Hansito recalled, "We were huddled under the bar for the duration of the hurricane. The building is supported by massive timbers and despite the incredible winds, it looked like we might survive reasonably unscathed. Then on the third and final day of the storm, a tornado-like gust ripped the roof off. We had the VHF radio turned on and were monitoring the calls from the fishing fleet anchored out in the bight. Suddenly we heard a lot of swearing on the air and someone cried, 'Those crazy Germans, their roof just landed in my rigging!'"
The island of Utila hasn't change that much either. It's claim to fame is that it offers the world's cheapest scuba diving courses. For this reason, it's a major waypoint for twenty-something backpackers following the gringo trail through Central America. Eileen learned to dive there in 1997 for $99, which included four nights of accommodation if desired. You didn't get to keep the instruction book, however. When we visited her alma mater last week, we found that the price was now $185, including accommodation. We didn't ask about the instruction book. Other than an invasion of Internet cafes, the main town of Puerto Este looks pretty much the same as we remembered. Lots of kids, loud music, and 50 cent cuba libres at the rickety seaside bar. Glass in hand, David said, "I still really like this place."

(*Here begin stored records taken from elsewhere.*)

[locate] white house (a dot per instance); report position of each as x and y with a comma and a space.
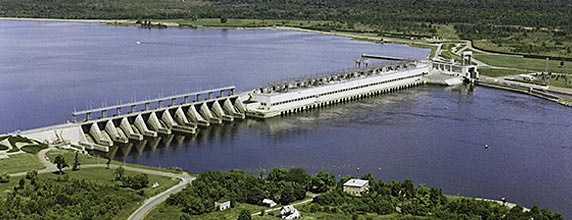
289, 212
222, 204
356, 186
527, 77
269, 202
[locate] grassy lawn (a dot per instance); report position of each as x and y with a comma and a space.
523, 63
105, 176
20, 163
499, 72
69, 156
307, 215
447, 31
164, 211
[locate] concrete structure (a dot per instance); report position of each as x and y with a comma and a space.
289, 212
467, 71
301, 95
94, 129
222, 205
157, 119
356, 187
269, 202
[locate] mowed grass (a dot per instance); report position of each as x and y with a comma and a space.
216, 22
106, 176
164, 211
523, 63
20, 163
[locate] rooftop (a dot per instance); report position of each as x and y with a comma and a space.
356, 182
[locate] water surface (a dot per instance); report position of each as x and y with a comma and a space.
432, 135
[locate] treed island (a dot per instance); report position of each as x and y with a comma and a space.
41, 182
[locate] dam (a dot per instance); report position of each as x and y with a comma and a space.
104, 127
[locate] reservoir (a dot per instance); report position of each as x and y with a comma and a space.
432, 135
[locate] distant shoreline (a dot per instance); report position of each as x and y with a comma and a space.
64, 20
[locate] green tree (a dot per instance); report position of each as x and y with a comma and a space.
136, 182
22, 183
32, 174
194, 206
244, 215
108, 163
261, 172
223, 19
118, 174
185, 216
76, 162
60, 163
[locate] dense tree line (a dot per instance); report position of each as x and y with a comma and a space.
63, 198
281, 185
532, 13
287, 185
421, 201
517, 26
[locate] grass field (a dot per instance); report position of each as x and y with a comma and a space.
499, 72
164, 211
20, 163
523, 63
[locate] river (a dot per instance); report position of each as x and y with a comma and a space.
432, 135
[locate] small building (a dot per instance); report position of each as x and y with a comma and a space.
356, 187
527, 77
269, 202
289, 212
222, 204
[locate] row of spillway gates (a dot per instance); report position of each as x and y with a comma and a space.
184, 113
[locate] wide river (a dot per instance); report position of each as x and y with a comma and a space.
432, 135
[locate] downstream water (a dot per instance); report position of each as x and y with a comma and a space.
432, 135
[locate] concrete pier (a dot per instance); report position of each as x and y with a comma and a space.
179, 116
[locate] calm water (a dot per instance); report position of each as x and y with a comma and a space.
433, 135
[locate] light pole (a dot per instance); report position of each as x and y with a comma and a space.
546, 65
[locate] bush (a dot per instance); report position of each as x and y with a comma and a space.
33, 149
136, 182
4, 178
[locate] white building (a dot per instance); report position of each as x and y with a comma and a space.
326, 90
289, 212
269, 202
356, 186
222, 204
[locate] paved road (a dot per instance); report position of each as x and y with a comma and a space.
148, 204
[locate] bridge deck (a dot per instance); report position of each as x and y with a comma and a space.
107, 108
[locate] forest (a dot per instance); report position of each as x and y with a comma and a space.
524, 27
63, 197
288, 185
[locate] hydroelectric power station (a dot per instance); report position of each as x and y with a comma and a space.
102, 128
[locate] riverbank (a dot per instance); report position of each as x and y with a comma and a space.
211, 23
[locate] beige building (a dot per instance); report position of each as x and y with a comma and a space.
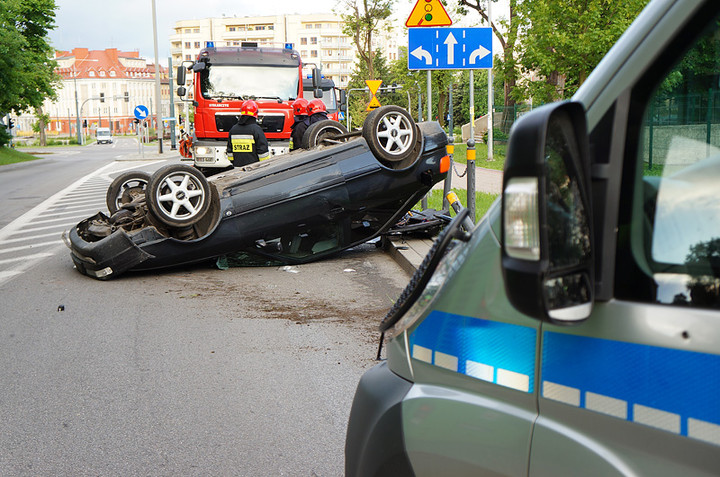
87, 76
318, 38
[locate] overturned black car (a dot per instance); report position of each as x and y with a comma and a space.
295, 208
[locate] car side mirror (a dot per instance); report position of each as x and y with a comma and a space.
180, 77
547, 240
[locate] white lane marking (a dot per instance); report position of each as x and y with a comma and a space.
107, 177
77, 216
27, 239
25, 219
27, 258
34, 245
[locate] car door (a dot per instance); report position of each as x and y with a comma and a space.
635, 389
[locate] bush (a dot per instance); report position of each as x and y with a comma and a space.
4, 136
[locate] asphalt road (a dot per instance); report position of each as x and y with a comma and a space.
196, 371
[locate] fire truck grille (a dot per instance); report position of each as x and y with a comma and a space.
268, 123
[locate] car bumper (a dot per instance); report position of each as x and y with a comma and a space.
105, 258
374, 445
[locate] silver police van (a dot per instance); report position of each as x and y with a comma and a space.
575, 330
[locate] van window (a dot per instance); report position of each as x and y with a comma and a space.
675, 228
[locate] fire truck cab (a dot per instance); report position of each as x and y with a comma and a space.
224, 77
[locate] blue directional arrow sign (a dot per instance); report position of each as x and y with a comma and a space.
141, 112
449, 48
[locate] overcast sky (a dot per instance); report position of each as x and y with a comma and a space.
127, 24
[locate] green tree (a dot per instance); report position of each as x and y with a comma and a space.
362, 18
27, 70
562, 42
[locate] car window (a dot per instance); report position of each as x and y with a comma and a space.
675, 232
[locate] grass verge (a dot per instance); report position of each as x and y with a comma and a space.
9, 155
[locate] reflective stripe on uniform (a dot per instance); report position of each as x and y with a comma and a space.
242, 142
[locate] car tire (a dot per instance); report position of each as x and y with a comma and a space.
125, 188
422, 275
178, 195
323, 133
392, 136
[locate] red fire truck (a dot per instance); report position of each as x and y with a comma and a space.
224, 77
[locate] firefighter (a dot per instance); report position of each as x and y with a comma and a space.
302, 121
246, 140
317, 111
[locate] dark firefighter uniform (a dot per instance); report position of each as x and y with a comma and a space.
247, 142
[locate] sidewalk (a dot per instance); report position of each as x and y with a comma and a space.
410, 252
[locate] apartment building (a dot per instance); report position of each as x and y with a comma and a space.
91, 74
318, 37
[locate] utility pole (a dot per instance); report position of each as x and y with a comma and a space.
158, 113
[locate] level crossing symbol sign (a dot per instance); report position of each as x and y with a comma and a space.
374, 85
141, 112
428, 13
449, 48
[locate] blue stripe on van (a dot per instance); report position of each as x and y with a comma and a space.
678, 383
504, 350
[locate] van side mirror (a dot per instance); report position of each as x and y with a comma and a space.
547, 240
180, 77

Even less has changed at Cayos Cochinos, a cluster of smaller islands lying halfway between Roatan and the Honduran mainland. The waters surrounding the islands are an underwater park and anchoring is prohibited. Visiting boats must tie up at one of the dozen free moorings located on the leeside of Cochino Grande. On our first visit to the Cochinos this winter, we were concerned we might arrive to find no vacant moorings available. Not to worry. There was only one other cruising boat there when we pulled in, and it left the next day.

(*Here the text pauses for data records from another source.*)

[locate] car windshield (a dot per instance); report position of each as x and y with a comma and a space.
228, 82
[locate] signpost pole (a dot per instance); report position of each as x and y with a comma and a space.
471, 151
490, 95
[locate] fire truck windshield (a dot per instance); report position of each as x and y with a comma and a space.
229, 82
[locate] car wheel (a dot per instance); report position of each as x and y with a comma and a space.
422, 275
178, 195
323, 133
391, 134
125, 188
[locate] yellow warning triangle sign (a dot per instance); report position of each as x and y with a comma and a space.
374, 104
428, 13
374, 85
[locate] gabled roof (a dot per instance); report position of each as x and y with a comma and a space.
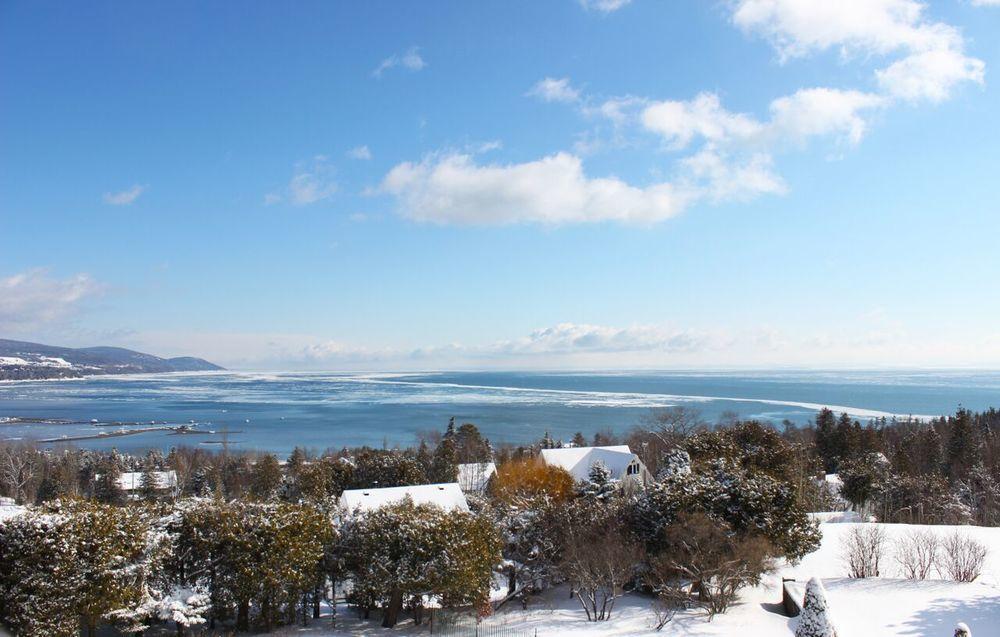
448, 496
578, 460
132, 480
474, 476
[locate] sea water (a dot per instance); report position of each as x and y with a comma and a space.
278, 411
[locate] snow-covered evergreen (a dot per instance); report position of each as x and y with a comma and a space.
675, 462
815, 619
599, 484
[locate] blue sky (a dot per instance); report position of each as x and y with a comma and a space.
746, 183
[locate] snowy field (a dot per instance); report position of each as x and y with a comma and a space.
885, 606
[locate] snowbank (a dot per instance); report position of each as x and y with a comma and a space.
887, 607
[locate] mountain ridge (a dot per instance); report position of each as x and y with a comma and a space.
24, 360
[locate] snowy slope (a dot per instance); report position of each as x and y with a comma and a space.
886, 607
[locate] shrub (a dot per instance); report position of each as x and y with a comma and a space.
917, 553
531, 478
703, 562
962, 557
599, 556
815, 619
863, 549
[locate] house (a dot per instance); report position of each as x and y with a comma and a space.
131, 482
625, 466
474, 477
9, 509
448, 496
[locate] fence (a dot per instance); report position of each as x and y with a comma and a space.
447, 625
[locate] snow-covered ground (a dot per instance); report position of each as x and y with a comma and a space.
885, 606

As we reminisced about our first visit to the Bay Islands, Eileen picked up the regatta list and remarked, "You know what's changed? Us. Sure, the islands are more developed here and there, but it's the cruising community that's really changed." We went through the list. There was an entire class of boats smaller than Little Gidding. Of the 30 boats in the overall fleet, 16 were 40 feet or less in length. Forty feet is on the small side of today's cruising fleet. At 36 feet, Little Gidding is downright puny.

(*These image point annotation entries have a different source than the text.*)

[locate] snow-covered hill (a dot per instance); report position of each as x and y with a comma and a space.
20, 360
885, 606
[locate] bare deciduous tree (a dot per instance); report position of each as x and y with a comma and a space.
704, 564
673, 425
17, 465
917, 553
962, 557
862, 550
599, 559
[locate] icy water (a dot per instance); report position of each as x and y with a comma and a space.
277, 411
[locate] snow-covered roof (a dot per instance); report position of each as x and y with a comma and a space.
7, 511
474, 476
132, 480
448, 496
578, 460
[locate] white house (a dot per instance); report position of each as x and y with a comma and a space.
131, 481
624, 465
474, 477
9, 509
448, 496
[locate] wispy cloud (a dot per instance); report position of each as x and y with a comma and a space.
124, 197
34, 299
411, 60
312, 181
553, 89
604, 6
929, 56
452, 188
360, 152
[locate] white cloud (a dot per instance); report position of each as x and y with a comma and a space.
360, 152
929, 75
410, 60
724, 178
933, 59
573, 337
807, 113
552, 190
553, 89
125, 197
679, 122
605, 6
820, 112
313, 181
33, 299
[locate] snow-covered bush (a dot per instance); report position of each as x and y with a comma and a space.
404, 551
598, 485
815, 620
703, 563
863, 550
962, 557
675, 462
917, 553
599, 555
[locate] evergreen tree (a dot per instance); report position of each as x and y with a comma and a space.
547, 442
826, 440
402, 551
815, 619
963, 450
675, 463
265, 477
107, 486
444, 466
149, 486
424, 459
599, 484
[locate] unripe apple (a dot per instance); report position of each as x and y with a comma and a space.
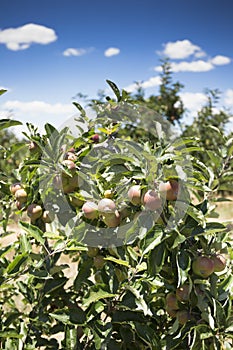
151, 200
21, 195
106, 206
75, 201
92, 251
14, 187
171, 312
99, 261
134, 194
121, 275
90, 210
69, 184
33, 147
219, 262
171, 301
112, 220
34, 211
19, 205
182, 293
71, 156
183, 316
108, 194
203, 266
98, 277
48, 216
95, 138
70, 166
169, 190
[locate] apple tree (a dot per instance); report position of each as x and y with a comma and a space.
116, 246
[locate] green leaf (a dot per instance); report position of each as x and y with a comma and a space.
15, 265
83, 274
117, 261
77, 315
114, 89
33, 231
64, 318
96, 295
7, 123
152, 239
10, 334
53, 284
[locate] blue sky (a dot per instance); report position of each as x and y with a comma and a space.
52, 49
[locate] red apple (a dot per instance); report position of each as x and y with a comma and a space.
34, 211
169, 190
171, 301
151, 200
95, 138
219, 262
14, 187
203, 266
90, 210
112, 220
106, 206
21, 195
182, 293
134, 194
183, 316
99, 261
48, 216
92, 251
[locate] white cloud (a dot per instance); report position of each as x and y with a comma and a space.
220, 60
111, 51
153, 81
76, 52
194, 66
228, 98
23, 37
182, 49
193, 101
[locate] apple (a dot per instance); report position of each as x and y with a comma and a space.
33, 147
71, 156
169, 190
171, 312
112, 220
151, 200
48, 216
19, 205
76, 201
203, 266
98, 277
70, 166
108, 194
95, 138
121, 275
219, 262
34, 211
21, 195
14, 187
106, 206
183, 316
70, 184
90, 210
182, 293
134, 194
92, 251
99, 261
171, 301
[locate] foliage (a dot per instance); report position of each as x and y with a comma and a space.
78, 283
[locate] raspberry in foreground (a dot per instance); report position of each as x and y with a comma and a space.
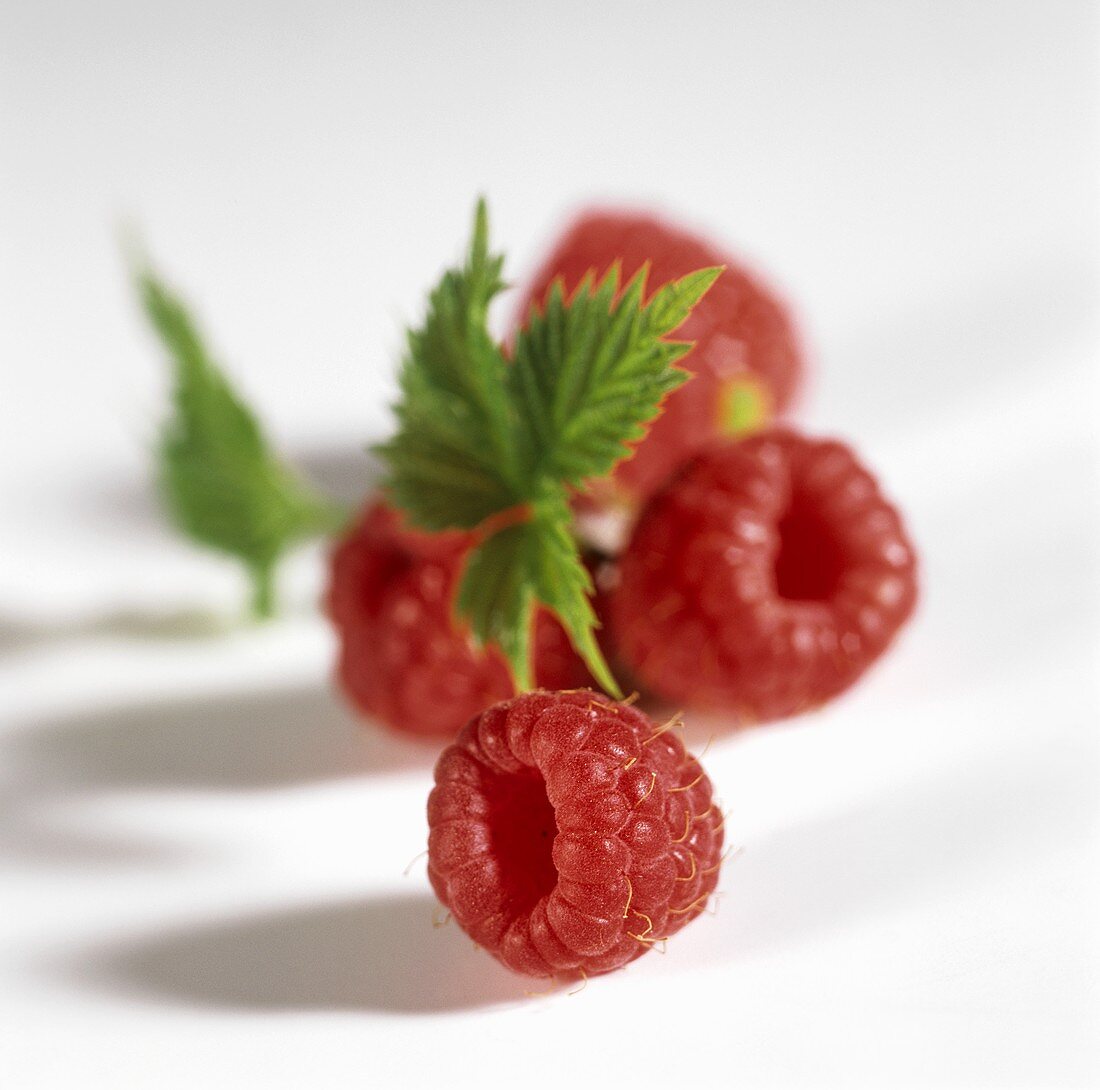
570, 833
746, 348
403, 659
762, 580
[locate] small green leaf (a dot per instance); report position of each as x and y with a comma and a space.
590, 372
518, 568
477, 435
452, 462
221, 482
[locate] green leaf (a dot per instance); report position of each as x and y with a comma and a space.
590, 372
477, 435
518, 568
452, 462
221, 482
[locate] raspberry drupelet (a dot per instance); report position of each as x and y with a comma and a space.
746, 344
403, 657
570, 833
762, 580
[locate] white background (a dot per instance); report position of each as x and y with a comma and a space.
204, 854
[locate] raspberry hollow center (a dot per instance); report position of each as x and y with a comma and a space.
809, 564
523, 829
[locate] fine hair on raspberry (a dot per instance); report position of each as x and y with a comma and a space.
569, 834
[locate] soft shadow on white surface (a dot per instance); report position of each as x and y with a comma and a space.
344, 473
253, 740
913, 365
259, 740
23, 634
893, 854
376, 954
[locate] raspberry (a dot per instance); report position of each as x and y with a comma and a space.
763, 579
402, 658
569, 833
745, 340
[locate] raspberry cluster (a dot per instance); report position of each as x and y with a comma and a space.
758, 576
761, 571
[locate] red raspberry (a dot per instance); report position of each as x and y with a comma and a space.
744, 337
402, 658
570, 833
762, 580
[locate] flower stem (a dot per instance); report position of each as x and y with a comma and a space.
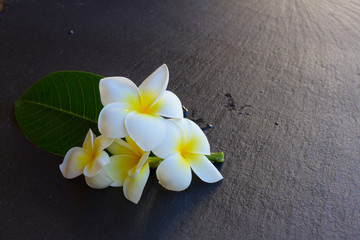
213, 157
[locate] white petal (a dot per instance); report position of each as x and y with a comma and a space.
118, 89
133, 187
111, 120
118, 168
88, 141
120, 147
95, 166
74, 162
196, 141
133, 173
101, 180
202, 167
172, 143
174, 173
135, 148
169, 105
100, 143
154, 86
146, 130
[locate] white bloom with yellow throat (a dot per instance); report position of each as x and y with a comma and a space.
184, 148
88, 160
128, 168
137, 112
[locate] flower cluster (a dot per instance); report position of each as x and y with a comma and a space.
135, 124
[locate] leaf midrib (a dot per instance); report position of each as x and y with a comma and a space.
58, 109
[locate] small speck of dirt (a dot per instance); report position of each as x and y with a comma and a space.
185, 112
230, 102
193, 112
1, 5
199, 121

"And look at the names," Eileen continued. "I still remember most of these people, but where are they now?" Several of the participants with whom we've kept in touch have sold their boats and have moved on to other pursuits; we receive regular e-mail updates from friends now settled in Texas, Louisiana, California, Florida, and North Carolina. Others have changed boats. One left his boat in storage in Florida to roam the seven seas as the professional captain of a luxury mega-yacht. Another jumped ship, published two cruising language guides, and is currently cruising the eastern Caribbean with a new partner. A third couple sold their sailboat, lost their Florida home in last year's hurricanes, and have now moved aboard a trawler. Sadly, at least one of the old gang we won't see again. He died a couple of years ago in Guatemala from an brain aneurysm.
Then we started citing the cruising friends we've made this winter: Todd and Susan on Snow Day, Don and Alice on Alley's Cat, Greg and Marilyn on Insatiable 1, the families on Snow Cat and Tall Tales -- the list went on. It's a new crowd, but that's just fine. Will they remember us eight years from now?